Packaging machines are known that integrate into a single unit the various components necessary to form a container, fill the container with a liquid product, and seal the container. Such packaging machines typically feed carton blanks into the machine, seal the bottoms of the cartons, fill the cartons with a product dispensed from a product storage tank through a filling tube, seal the tops of the cartons, and off-load the filled cartons for shipping.
Where the liquid product dispensed into the cartons is a liquid foodstuff it may be necessary to maintain a generally sterile filling environment. The generally sterile filling environment must be maintained in the product storage tank, the filling tube, and in a region surrounding a terminus of the filling tube from which the product is dispensed. Further, the generally sterile filling environment must be maintained in an area below the terminus of the filling tube, extending as far below the terminus as is necessary to ensure that non-sterile air is effectively prevented from penetrating the area surrounding the terminus of the filling tube.

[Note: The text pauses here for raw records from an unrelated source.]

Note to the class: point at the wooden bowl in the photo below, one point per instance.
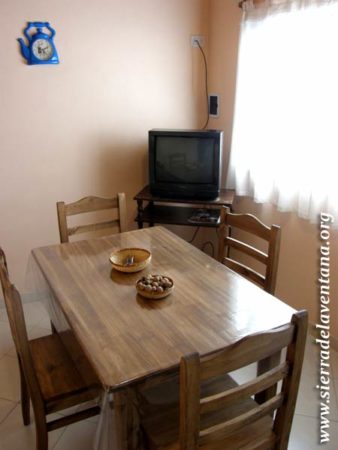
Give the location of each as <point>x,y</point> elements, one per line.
<point>166,285</point>
<point>140,259</point>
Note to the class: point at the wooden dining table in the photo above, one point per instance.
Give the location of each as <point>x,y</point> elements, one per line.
<point>128,339</point>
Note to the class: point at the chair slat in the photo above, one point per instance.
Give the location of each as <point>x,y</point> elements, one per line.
<point>246,271</point>
<point>241,353</point>
<point>223,430</point>
<point>249,224</point>
<point>247,249</point>
<point>91,204</point>
<point>92,227</point>
<point>270,378</point>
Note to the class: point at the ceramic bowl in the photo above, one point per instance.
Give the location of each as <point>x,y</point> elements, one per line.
<point>130,259</point>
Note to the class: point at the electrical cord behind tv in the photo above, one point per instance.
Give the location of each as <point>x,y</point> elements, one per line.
<point>206,83</point>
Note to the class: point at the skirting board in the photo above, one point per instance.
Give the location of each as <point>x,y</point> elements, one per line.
<point>26,298</point>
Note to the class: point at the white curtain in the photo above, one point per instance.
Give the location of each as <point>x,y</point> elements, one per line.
<point>285,136</point>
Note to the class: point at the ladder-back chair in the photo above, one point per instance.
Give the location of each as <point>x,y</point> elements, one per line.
<point>228,244</point>
<point>91,205</point>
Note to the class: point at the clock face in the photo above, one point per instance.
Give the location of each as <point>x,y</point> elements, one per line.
<point>42,49</point>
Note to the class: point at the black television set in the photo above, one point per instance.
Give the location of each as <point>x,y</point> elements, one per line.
<point>185,163</point>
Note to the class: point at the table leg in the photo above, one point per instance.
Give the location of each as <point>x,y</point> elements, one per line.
<point>140,214</point>
<point>126,420</point>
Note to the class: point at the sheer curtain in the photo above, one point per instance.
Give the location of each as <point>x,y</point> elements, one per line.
<point>285,136</point>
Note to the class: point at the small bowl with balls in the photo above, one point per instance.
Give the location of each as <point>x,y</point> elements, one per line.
<point>155,286</point>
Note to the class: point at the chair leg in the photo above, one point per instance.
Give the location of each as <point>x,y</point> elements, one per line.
<point>25,399</point>
<point>53,327</point>
<point>41,437</point>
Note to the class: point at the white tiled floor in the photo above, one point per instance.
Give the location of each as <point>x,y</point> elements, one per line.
<point>15,436</point>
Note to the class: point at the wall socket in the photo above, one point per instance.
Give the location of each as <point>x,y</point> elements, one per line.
<point>213,105</point>
<point>197,38</point>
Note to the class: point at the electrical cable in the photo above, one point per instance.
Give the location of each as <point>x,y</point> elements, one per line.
<point>206,83</point>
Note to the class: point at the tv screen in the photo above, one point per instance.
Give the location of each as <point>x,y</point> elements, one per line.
<point>185,163</point>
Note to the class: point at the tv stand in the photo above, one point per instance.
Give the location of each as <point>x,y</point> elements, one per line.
<point>176,211</point>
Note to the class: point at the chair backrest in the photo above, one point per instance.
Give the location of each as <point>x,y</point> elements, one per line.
<point>87,205</point>
<point>195,370</point>
<point>250,224</point>
<point>19,332</point>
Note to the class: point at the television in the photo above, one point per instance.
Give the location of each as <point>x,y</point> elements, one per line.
<point>185,163</point>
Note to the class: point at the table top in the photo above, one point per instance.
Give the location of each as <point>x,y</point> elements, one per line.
<point>127,337</point>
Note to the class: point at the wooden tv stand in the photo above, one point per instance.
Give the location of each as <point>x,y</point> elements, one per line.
<point>175,211</point>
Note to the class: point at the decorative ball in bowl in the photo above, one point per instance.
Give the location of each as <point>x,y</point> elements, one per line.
<point>130,259</point>
<point>155,286</point>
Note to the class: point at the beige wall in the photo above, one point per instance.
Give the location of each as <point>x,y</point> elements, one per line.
<point>299,259</point>
<point>80,127</point>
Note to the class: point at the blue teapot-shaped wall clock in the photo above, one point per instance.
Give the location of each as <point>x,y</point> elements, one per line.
<point>40,48</point>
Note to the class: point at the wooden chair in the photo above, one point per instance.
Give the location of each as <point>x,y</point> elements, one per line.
<point>250,224</point>
<point>48,376</point>
<point>91,204</point>
<point>232,419</point>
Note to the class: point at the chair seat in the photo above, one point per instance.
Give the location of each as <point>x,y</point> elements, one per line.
<point>160,418</point>
<point>61,383</point>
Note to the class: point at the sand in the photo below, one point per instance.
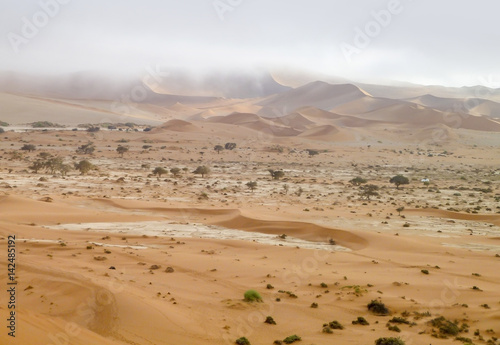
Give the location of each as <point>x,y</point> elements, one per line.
<point>120,256</point>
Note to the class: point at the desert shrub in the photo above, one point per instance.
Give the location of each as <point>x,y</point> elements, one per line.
<point>335,325</point>
<point>242,341</point>
<point>377,307</point>
<point>252,296</point>
<point>270,320</point>
<point>397,319</point>
<point>445,327</point>
<point>360,321</point>
<point>389,341</point>
<point>292,339</point>
<point>393,328</point>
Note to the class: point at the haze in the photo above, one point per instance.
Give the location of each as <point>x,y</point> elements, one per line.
<point>446,42</point>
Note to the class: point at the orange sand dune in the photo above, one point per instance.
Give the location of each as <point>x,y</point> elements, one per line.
<point>318,94</point>
<point>27,211</point>
<point>177,126</point>
<point>493,219</point>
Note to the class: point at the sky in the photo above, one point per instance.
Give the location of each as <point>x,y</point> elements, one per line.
<point>446,42</point>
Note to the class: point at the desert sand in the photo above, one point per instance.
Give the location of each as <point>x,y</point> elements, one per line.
<point>119,255</point>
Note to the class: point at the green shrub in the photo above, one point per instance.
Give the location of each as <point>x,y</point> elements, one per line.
<point>389,341</point>
<point>270,320</point>
<point>360,321</point>
<point>335,325</point>
<point>377,307</point>
<point>393,328</point>
<point>445,327</point>
<point>242,341</point>
<point>292,339</point>
<point>397,319</point>
<point>252,296</point>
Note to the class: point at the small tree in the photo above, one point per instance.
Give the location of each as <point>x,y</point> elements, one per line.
<point>28,147</point>
<point>202,170</point>
<point>86,149</point>
<point>368,191</point>
<point>358,181</point>
<point>252,185</point>
<point>175,171</point>
<point>159,171</point>
<point>399,180</point>
<point>286,188</point>
<point>37,165</point>
<point>121,150</point>
<point>84,166</point>
<point>230,146</point>
<point>53,164</point>
<point>276,174</point>
<point>218,148</point>
<point>64,169</point>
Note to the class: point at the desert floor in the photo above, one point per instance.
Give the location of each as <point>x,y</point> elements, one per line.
<point>120,256</point>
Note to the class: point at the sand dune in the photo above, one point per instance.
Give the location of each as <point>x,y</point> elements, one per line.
<point>177,126</point>
<point>473,106</point>
<point>294,120</point>
<point>327,133</point>
<point>21,109</point>
<point>255,122</point>
<point>318,94</point>
<point>364,105</point>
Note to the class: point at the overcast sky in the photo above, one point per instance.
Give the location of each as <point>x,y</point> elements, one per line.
<point>449,42</point>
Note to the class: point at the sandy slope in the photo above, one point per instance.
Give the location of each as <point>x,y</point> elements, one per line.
<point>201,301</point>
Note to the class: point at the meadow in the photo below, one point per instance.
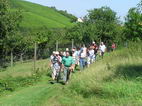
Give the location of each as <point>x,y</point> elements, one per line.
<point>114,80</point>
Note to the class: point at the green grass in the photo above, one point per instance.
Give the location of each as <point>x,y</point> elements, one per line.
<point>37,16</point>
<point>25,69</point>
<point>114,81</point>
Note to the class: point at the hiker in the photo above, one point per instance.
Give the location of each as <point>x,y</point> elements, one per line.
<point>95,47</point>
<point>82,57</point>
<point>113,47</point>
<point>102,49</point>
<point>56,65</point>
<point>67,65</point>
<point>90,56</point>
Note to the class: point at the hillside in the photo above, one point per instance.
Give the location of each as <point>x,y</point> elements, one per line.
<point>114,81</point>
<point>36,16</point>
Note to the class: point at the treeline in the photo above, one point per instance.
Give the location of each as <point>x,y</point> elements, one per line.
<point>100,24</point>
<point>65,13</point>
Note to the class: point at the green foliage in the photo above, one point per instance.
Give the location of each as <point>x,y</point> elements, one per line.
<point>133,25</point>
<point>36,16</point>
<point>9,23</point>
<point>100,25</point>
<point>10,84</point>
<point>65,13</point>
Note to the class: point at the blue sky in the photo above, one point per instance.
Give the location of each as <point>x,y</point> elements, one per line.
<point>79,7</point>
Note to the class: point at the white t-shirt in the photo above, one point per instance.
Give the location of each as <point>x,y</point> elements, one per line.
<point>102,48</point>
<point>91,52</point>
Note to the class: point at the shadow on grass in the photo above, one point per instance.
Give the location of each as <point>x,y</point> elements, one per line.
<point>129,72</point>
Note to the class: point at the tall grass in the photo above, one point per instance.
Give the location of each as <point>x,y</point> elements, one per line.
<point>115,80</point>
<point>37,16</point>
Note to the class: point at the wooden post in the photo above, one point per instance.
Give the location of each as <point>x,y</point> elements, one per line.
<point>57,45</point>
<point>11,58</point>
<point>35,54</point>
<point>72,43</point>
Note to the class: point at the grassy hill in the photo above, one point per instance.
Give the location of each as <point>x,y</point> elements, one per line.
<point>114,81</point>
<point>36,16</point>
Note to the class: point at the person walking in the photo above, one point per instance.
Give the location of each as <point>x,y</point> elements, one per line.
<point>68,65</point>
<point>102,49</point>
<point>56,65</point>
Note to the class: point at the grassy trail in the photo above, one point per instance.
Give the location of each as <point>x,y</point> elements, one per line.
<point>30,96</point>
<point>114,81</point>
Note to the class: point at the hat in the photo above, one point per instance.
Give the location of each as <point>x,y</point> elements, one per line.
<point>93,42</point>
<point>54,52</point>
<point>57,52</point>
<point>67,49</point>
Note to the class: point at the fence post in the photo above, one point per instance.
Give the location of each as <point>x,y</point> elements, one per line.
<point>35,56</point>
<point>57,45</point>
<point>11,58</point>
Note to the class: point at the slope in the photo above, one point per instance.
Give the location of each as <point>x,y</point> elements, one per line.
<point>114,81</point>
<point>37,16</point>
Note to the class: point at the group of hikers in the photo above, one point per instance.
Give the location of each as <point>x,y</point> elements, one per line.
<point>68,60</point>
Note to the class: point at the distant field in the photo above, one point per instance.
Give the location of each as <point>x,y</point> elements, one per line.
<point>37,16</point>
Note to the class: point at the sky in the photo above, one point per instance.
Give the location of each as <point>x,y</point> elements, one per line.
<point>79,7</point>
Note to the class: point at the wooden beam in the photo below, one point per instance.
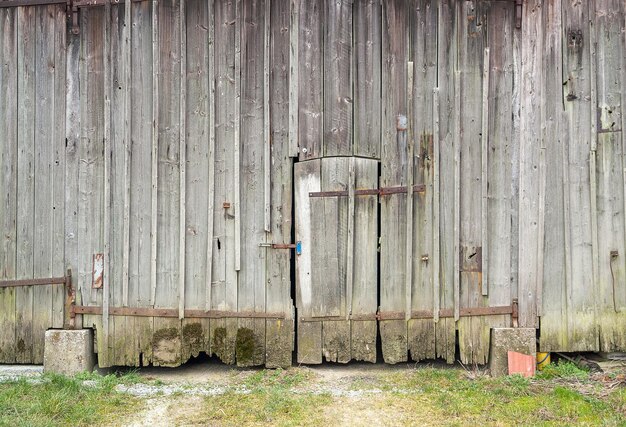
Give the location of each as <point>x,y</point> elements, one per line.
<point>435,204</point>
<point>182,160</point>
<point>106,291</point>
<point>350,243</point>
<point>267,202</point>
<point>237,202</point>
<point>155,148</point>
<point>127,149</point>
<point>293,77</point>
<point>173,313</point>
<point>211,179</point>
<point>485,175</point>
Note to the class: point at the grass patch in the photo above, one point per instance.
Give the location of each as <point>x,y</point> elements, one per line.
<point>563,369</point>
<point>56,400</point>
<point>265,407</point>
<point>277,378</point>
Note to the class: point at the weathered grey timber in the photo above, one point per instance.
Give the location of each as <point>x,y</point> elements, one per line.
<point>8,183</point>
<point>393,173</point>
<point>181,140</point>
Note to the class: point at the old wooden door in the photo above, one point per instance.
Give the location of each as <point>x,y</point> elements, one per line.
<point>337,225</point>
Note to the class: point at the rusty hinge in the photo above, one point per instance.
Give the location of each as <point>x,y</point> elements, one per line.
<point>518,12</point>
<point>297,246</point>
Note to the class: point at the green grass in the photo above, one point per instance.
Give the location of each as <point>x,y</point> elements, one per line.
<point>563,369</point>
<point>57,400</point>
<point>560,395</point>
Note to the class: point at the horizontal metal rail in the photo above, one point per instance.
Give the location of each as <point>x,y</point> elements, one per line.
<point>18,3</point>
<point>423,314</point>
<point>34,282</point>
<point>420,188</point>
<point>173,313</point>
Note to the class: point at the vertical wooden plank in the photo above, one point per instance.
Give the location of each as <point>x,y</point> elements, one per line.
<point>121,344</point>
<point>211,177</point>
<point>364,293</point>
<point>166,346</point>
<point>307,178</point>
<point>310,70</point>
<point>251,290</point>
<point>26,35</point>
<point>224,276</point>
<point>337,71</point>
<point>199,181</point>
<point>294,51</point>
<point>105,356</point>
<point>154,165</point>
<point>72,106</point>
<point>367,78</point>
<point>472,39</point>
<point>552,309</point>
<point>237,136</point>
<point>484,181</point>
<point>330,258</point>
<point>155,149</point>
<point>446,80</point>
<point>578,212</point>
<point>350,243</point>
<point>457,164</point>
<point>609,125</point>
<point>498,88</point>
<point>424,261</point>
<point>393,173</point>
<point>140,284</point>
<point>8,181</point>
<point>279,333</point>
<point>43,174</point>
<point>530,123</point>
<point>436,208</point>
<point>182,160</point>
<point>58,166</point>
<point>409,134</point>
<point>266,119</point>
<point>127,148</point>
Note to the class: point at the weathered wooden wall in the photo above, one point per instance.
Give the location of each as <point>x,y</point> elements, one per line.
<point>174,136</point>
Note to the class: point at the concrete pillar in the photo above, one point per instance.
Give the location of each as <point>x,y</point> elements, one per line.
<point>503,340</point>
<point>68,352</point>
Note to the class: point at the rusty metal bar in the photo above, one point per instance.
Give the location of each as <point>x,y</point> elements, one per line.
<point>33,282</point>
<point>91,3</point>
<point>420,188</point>
<point>424,314</point>
<point>174,313</point>
<point>18,3</point>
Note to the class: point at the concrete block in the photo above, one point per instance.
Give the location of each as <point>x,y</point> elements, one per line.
<point>68,352</point>
<point>503,340</point>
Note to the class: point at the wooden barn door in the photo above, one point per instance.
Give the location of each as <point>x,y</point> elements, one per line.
<point>337,227</point>
<point>433,91</point>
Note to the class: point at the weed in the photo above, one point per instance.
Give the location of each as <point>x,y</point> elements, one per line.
<point>59,400</point>
<point>562,369</point>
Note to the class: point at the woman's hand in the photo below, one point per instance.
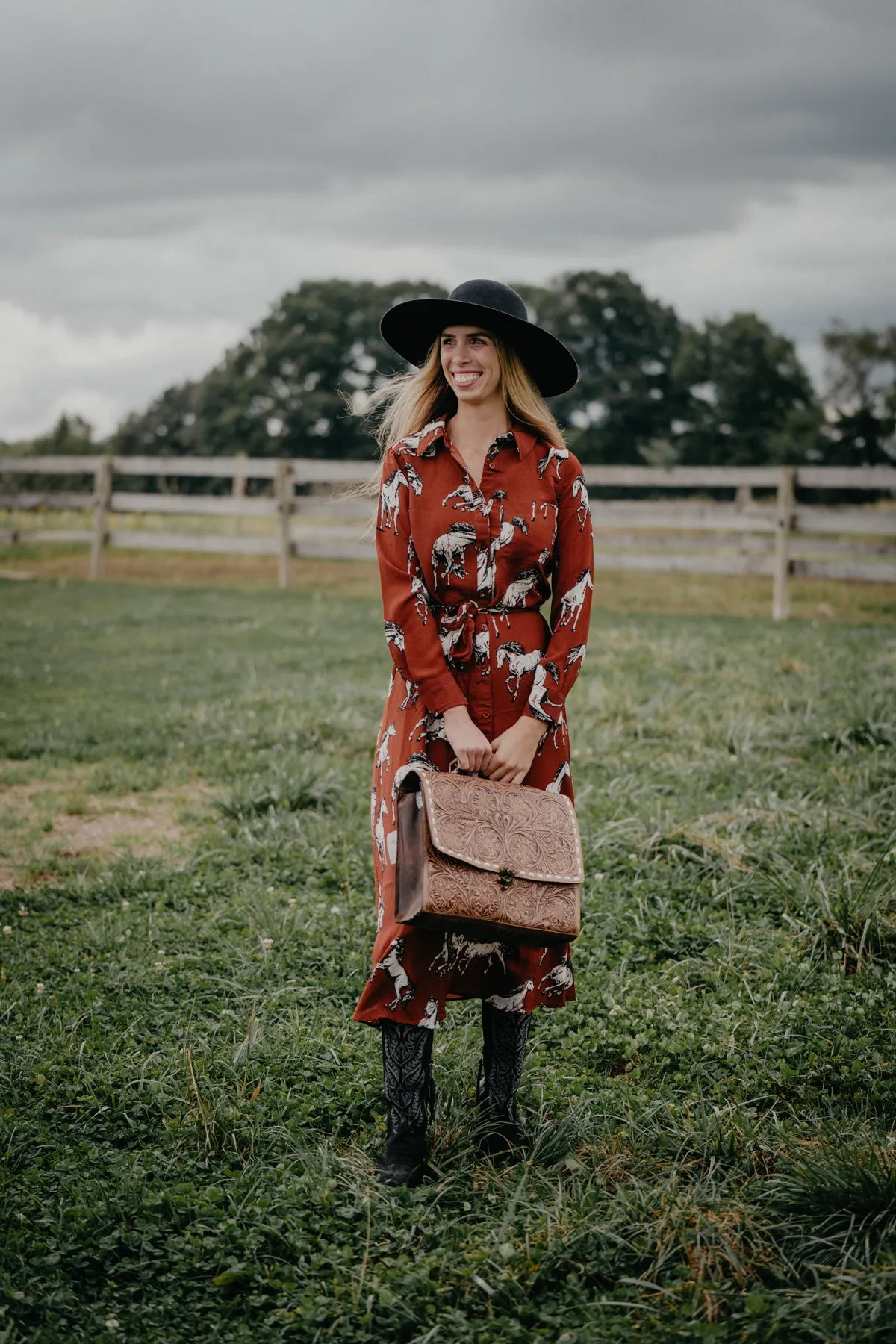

In order to prevent bacteria from forming in pans of the packaging machine that come into contact with certain liquid foodstuffs it is known to circulate a cleaning fluid through those parts. However, any liquid product remaining in the product tank at the end of the production cycle must be drained from the product tank before the cleaning cycle can begin. As the remaining liquid product is drained from the product tank it may become contaminated and unsuitable for reuse. It is therefore disposed of. The hygiene of the cleaning process itself has been problematic in the past.
In one known effort to improve the hygiene of the cleaning process, the need to dismantle and remove a product filling pipe from a packaging machine, in order to successfully clean the product filling pipe, is eliminated, as discussed in U.S. Pat. No. 4,964,444 to Hanerus et al. Hanerus et al. set forth a detachable lid. The detachable lid is fastened to a casing provided about a filling pipe of a packaging machine. Cleaning fluid is then cycled through the filling pipe, cleaning the interior of the filling pipe, and into the space surrounding the falling pipe, enclosed by the lid and the casing, cleaning the exterior of the pipe. The cleaning fluid then flows upwardly and out of the space surrounding the filling pipe through a branch pipe.
The foregoing lid itself requires manual installation, which is time-consuming and costly. In addition, remaining product cannot be cycled through the lid and remain contaminant free and reusable. Since packaging machines must be frequently cleaned, regularly disposing of remaining product is costly. The known lids fail to provide a solution to this problem.